Estimado Señor Director y Propietario del Único Circo... 

         Tu mano, que tan bien encendía y desplumaba, que era tan firme a la hora de posarse sobre el lomo de las leonas, encima del papel temblaba. Parecía otro papel, ajado y viejo, un papel que representaba una extraña amenaza  porque lo presentías animado, pronto a no cumplir su objetivo, a mostrarse ridículo y traicionarte. 

        El director leyó salteado, fingiendo que le tomaba mucho tiempo quitarse la lágrima que siempre se dibujaba sobre la mejilla derecha para las funciones, pero, que aún así, sentía tan vivo interés en ese papel que te mantenía de pie a su lado esperando atento una respuesta que olvidaba lavar la gran sonrisa roja. Pero dijo sí, como te parezca, otro se hará cargo de lo tuyo, tenés mi permiso.

        Y aquí estás ahora.  Los trucos con palomas te salen mal porque eras pajarero por vocación, las aves pequeñas no te gustan. En cambio con las cartas, sos un maestro. Trabajás sólo las de póquer, con las españolas no podrías practicar la rutina, te inspiran desprecio: “figuras miserables, a ésas lo único que se les puede creer es la pobreza del basto”.

         Todos los domingos antes de comenzar la función besás la Q, roja como la sangre, de la reina de corazones. Las dos rayas impiadosas de sus ojos, el amarillo brillante de su corona y la suntuosidad de la capa que cubre su desnudez, te vuelven loco.  Dormís con esa figura sobre la almohada. En tus sueños el corazón de la carta palpita y vos osás quitarle la corona. Durante la vigilia, aún  creés sentir su fría tersura entre las manos.

         Para ahondar tus entusiasmos de pronto comprendiste por qué el Director accedió tan fácilmente a tu extraño pedido: su salud declina.  Y junto a la fuerza física el soberano de tu mundo pierde autoridad,  de seguir así las cosas, deberá elegir sucesor.

         Su situación te hace pensar en un león viejo,  a punto de perder harem y territorio. Decidís acompañarlo en el proceso empleando la mejor técnica de seducción. Con cuidado, todavía es mortalmente peligroso.

ALTA CUNA

      Yo no nací por casualidad. Para entender mi llegada a la vida y a este mundo vuestro es necesario remontarse a mi concepción. Soy fruto de un matrimonio convenido, como los de antes.
       El embarazo de mi madre fue también programado con alevosía. No hubo que esperar mucho, mamá siempre fue una hembra fácil a pesar de su educación y sus orígenes de casta noble. Y desde luego que no fui un hijo deseado, como no lo fueron tampoco mis otros siete hermanos, hijos del sexo sin amor y de los orgasmos de mi padre. Quizás por eso se nos complicó tanto el parto.
         Como primogénito me tocó abrir caminos y fui el único que, siguiendo la tradición de la especie, recorrí con sumo esfuerzo las entrañas ensangrentadas de mi madre para intentar nacer con la poca dignidad que me quedaba.

        No fue así.
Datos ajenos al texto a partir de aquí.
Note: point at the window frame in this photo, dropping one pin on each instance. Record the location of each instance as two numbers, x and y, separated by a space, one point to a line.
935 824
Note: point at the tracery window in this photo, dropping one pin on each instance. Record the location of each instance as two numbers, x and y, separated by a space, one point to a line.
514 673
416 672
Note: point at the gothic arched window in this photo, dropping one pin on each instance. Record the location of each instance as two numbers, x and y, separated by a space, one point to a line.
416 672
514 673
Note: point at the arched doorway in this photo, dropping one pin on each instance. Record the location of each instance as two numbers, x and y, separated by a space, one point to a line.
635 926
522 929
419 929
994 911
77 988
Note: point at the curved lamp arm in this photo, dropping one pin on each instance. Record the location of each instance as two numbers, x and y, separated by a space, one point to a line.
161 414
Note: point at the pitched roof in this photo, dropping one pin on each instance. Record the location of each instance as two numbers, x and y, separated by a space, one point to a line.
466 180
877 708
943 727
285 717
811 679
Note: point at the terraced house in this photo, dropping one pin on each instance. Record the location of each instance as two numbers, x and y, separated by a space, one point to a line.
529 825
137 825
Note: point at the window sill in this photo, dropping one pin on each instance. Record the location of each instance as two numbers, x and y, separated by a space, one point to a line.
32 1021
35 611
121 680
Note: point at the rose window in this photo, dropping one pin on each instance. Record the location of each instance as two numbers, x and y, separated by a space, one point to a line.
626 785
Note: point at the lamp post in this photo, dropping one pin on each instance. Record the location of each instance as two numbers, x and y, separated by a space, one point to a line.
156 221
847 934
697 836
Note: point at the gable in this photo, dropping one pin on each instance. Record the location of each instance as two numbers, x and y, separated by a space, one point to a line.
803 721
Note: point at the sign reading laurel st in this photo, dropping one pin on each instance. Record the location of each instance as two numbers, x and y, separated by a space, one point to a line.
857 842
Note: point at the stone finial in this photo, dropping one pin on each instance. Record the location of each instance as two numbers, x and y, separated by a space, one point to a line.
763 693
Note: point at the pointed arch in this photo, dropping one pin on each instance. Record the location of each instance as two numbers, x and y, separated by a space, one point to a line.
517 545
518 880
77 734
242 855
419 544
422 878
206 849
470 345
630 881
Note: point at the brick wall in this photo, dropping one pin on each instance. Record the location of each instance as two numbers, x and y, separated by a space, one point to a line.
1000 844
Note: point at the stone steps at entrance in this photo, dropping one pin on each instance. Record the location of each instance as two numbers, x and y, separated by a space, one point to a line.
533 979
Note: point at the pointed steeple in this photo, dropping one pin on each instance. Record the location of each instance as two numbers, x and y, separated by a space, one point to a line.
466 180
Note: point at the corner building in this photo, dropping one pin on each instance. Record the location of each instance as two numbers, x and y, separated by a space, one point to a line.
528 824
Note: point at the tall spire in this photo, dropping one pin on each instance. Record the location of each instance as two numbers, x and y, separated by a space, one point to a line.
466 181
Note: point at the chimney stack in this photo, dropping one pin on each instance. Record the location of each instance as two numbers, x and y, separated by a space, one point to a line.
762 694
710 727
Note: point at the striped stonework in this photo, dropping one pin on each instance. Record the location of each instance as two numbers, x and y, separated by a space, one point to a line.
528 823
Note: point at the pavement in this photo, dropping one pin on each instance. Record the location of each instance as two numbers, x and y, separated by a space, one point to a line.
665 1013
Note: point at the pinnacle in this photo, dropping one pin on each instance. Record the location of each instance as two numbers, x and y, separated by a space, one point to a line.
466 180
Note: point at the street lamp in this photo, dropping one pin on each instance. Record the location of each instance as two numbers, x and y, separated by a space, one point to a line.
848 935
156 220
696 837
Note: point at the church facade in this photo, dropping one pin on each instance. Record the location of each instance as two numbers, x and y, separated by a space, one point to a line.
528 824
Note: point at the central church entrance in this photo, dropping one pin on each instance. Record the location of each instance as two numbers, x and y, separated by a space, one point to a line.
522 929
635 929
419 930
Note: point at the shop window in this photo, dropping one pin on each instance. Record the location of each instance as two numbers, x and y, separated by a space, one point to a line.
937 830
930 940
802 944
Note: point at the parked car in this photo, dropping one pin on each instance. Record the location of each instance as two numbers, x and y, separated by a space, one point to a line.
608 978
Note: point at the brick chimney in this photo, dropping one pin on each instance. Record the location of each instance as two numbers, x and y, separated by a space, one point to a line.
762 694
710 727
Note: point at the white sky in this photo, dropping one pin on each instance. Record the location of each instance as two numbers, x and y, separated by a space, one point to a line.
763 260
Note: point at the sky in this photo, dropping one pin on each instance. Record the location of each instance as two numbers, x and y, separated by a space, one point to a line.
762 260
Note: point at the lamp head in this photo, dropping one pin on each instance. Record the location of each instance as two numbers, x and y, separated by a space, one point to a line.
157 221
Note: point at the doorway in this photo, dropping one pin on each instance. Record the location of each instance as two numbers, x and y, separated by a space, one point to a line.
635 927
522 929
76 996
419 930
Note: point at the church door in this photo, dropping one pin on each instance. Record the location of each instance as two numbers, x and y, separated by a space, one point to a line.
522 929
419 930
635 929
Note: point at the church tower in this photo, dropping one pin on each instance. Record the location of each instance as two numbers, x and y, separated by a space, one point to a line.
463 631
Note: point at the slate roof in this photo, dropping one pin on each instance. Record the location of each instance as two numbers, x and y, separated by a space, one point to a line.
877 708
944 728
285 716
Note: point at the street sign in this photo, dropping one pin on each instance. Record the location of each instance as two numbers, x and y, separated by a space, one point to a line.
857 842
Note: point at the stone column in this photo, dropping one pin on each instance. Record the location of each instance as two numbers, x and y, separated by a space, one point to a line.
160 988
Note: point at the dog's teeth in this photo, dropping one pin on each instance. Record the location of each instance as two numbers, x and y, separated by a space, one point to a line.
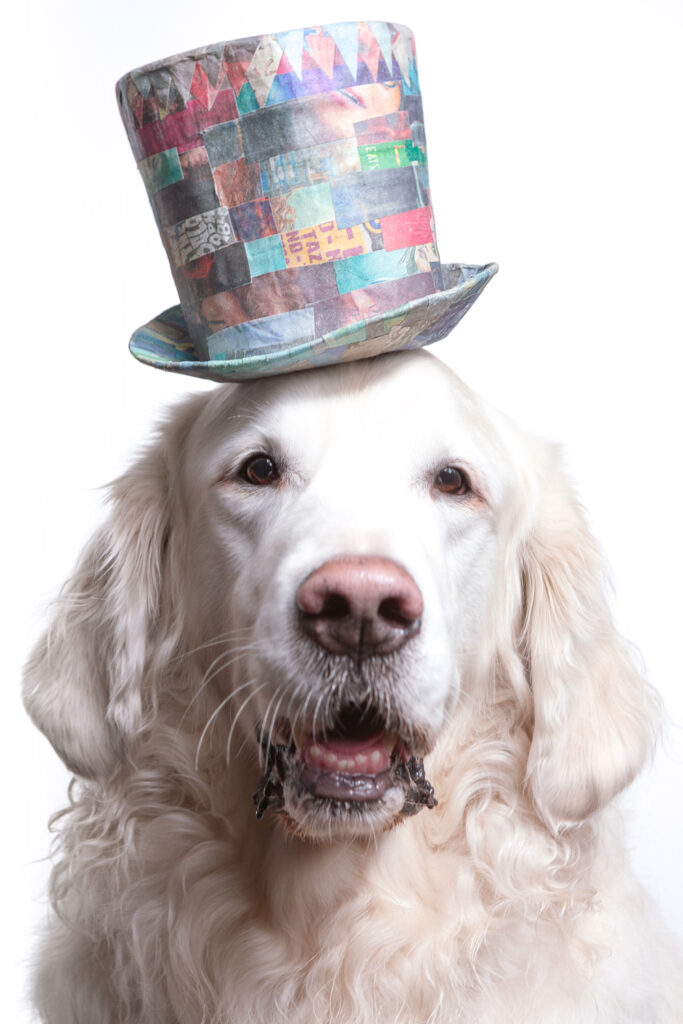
389 740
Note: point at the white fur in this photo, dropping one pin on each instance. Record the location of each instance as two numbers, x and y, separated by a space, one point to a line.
511 900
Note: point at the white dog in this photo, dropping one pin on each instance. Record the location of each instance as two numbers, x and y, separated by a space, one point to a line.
364 600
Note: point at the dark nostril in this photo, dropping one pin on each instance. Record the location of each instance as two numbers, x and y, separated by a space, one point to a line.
335 606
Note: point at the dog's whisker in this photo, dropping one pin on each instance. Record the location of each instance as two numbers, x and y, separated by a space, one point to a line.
213 716
235 720
221 638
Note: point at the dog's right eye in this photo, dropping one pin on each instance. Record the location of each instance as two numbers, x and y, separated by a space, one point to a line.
259 470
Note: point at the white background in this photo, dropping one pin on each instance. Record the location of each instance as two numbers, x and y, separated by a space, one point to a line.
554 136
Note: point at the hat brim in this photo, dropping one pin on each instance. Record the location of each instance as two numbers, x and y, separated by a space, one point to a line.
166 344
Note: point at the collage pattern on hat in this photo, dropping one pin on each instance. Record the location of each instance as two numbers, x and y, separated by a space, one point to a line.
288 176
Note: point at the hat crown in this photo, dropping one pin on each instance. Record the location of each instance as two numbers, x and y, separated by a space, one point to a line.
288 176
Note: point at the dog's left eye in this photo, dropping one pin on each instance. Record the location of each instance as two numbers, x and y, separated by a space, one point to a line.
452 480
259 470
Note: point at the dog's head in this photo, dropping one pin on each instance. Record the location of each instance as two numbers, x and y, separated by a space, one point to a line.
352 555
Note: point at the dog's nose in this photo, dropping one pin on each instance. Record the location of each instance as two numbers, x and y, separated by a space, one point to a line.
360 605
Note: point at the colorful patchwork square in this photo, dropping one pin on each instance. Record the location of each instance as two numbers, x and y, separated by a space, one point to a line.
414 227
200 236
265 255
253 220
371 268
371 195
303 208
385 128
223 143
295 289
296 326
324 243
310 166
161 170
195 194
238 182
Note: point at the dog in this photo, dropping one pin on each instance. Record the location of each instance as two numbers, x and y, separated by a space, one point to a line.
347 714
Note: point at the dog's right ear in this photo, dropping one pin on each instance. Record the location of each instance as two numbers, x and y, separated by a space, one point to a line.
83 681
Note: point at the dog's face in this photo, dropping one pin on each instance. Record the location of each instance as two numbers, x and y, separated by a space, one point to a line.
355 517
348 561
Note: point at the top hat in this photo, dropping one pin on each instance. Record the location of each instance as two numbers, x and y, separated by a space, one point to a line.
288 176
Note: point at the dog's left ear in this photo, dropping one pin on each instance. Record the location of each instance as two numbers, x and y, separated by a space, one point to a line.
83 681
595 719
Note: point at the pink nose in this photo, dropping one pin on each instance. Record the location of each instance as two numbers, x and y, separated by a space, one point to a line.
359 605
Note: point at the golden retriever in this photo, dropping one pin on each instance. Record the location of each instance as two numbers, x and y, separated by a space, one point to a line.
347 714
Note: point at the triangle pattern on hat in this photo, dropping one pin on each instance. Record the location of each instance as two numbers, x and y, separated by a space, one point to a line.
162 83
202 88
237 74
263 68
346 38
142 83
402 50
213 66
183 73
292 45
382 34
370 50
323 50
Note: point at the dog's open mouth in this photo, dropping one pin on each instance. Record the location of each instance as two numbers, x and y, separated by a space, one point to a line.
352 764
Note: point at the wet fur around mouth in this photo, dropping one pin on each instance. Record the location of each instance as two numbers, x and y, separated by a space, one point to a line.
281 763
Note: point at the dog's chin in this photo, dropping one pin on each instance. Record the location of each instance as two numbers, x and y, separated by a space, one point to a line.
325 818
356 778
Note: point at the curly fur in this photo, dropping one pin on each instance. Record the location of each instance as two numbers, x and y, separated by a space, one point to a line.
511 900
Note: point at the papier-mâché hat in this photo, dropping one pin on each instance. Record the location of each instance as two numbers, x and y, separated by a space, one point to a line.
288 176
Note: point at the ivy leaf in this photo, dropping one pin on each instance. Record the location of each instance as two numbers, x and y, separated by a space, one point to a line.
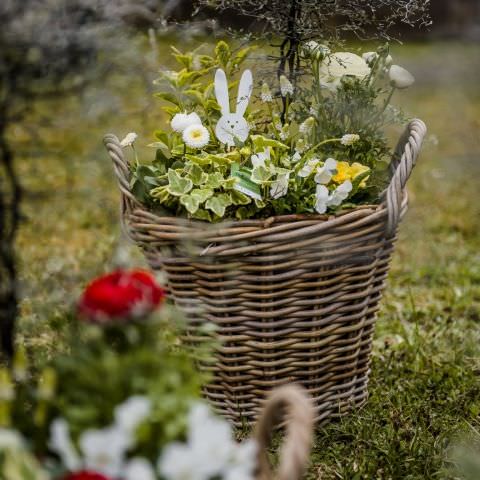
214 180
202 194
177 185
219 203
202 214
261 175
190 202
260 142
196 174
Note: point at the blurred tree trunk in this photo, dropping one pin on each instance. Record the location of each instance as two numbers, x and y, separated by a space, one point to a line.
10 194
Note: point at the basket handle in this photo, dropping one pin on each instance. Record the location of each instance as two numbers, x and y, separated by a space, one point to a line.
289 402
122 171
403 160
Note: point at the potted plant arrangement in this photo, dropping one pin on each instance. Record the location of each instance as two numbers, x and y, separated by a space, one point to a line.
122 402
272 205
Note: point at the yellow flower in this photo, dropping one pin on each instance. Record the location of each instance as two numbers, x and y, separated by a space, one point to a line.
343 172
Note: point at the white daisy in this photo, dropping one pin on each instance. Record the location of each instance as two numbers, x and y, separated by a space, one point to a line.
196 136
349 139
129 139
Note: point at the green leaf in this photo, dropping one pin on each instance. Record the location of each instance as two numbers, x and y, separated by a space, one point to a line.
214 180
190 202
196 174
261 175
177 185
168 97
261 142
202 194
219 203
202 214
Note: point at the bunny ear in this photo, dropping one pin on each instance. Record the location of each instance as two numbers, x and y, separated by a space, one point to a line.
221 91
244 92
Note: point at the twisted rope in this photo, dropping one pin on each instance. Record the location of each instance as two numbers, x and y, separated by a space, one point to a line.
122 172
401 166
290 402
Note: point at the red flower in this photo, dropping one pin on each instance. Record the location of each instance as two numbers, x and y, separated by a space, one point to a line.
85 475
120 295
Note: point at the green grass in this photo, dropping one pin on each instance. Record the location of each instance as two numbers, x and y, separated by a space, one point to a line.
424 388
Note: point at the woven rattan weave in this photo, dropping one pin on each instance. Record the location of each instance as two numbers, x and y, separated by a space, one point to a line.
294 297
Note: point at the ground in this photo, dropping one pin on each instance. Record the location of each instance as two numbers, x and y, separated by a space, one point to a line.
424 389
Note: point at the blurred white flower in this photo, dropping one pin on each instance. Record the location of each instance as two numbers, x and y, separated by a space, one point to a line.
210 451
196 136
370 57
308 168
349 139
129 139
279 187
104 450
340 194
183 120
339 64
131 413
321 199
61 443
286 87
307 126
10 439
258 159
138 469
266 94
326 171
399 77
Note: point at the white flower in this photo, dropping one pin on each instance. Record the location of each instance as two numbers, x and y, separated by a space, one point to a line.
370 57
339 64
279 187
266 94
258 160
349 139
138 469
286 87
183 120
129 139
340 193
131 413
104 450
308 168
399 77
61 443
306 126
10 439
321 199
336 65
196 136
325 173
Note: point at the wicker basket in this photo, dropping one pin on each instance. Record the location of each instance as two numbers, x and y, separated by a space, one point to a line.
294 297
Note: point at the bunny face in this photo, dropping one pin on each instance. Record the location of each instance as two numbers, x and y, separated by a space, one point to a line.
232 126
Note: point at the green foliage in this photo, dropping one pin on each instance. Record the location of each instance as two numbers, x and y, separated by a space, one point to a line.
340 115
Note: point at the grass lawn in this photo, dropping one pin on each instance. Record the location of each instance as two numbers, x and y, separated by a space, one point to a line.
424 390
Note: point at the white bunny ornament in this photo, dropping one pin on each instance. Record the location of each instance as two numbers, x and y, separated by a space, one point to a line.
232 126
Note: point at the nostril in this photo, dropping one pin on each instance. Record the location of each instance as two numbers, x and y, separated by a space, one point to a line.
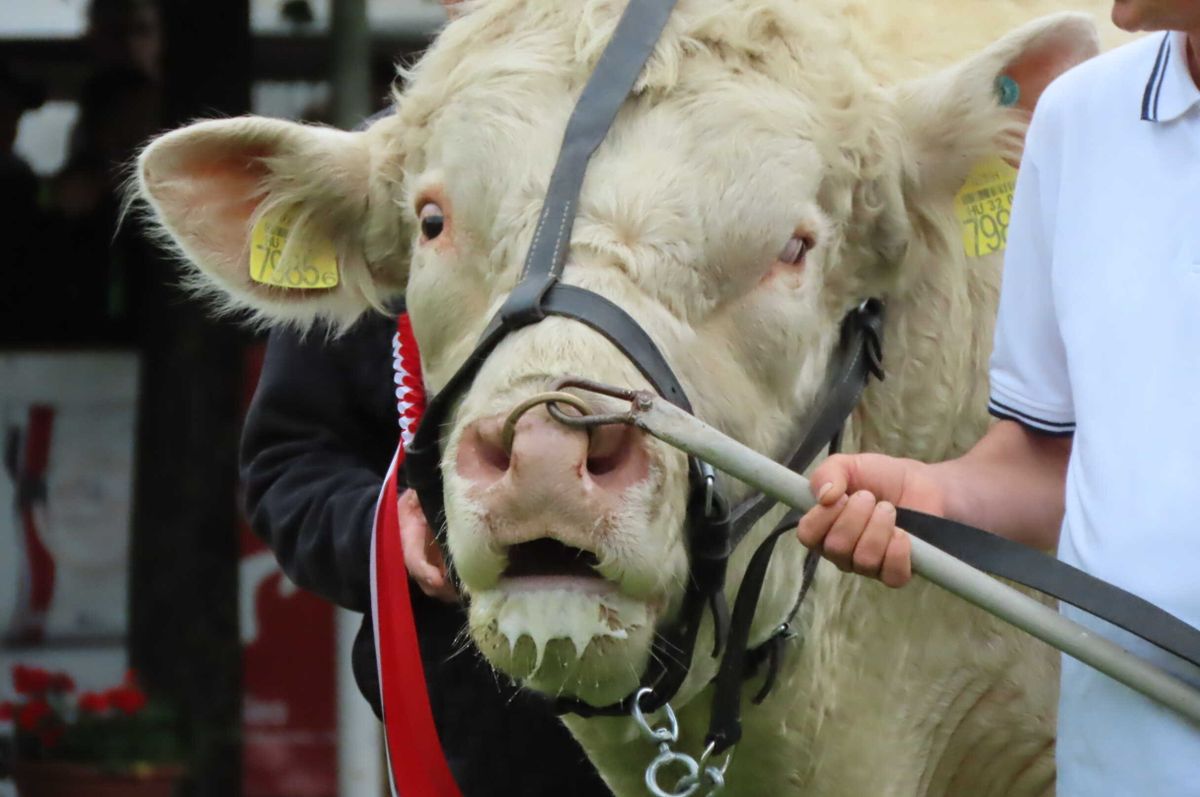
616 455
481 457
No hubiese visto la luz de no ser por el estirón doloroso de mis sienes que Don Francisco y su ayudante ejercieron sin piedad. Así que lo primero que oyeron mis enormes orejas fue el alarido desgarrado de mi madre y mi propio llanto.
 
        - ¡Ya, ya, Manuela, ya está! Ya salió. Tranquila mujer, todo va ir bien - jadeaban las voces del exterior- ¡Rápido, que los demás están sufriendo! ¡Cesárea, cesárea, vamos!    
    
       Os estaba hablando de mi llanto, un chillido agudo, entrecortado por la dificultad para respirar y la sorpresa ante la necesidad de hacerlo,  que  insiste en el dolor, en el hambre, en el miedo,  en la soledad, en el desamparo.  

       La primera vez que sentí de nuevo tus latidos, madre, noté cierto alivio: me recorrían tu leche caliente y el amargo sabor de tu derrota. Yo tampoco me quiero.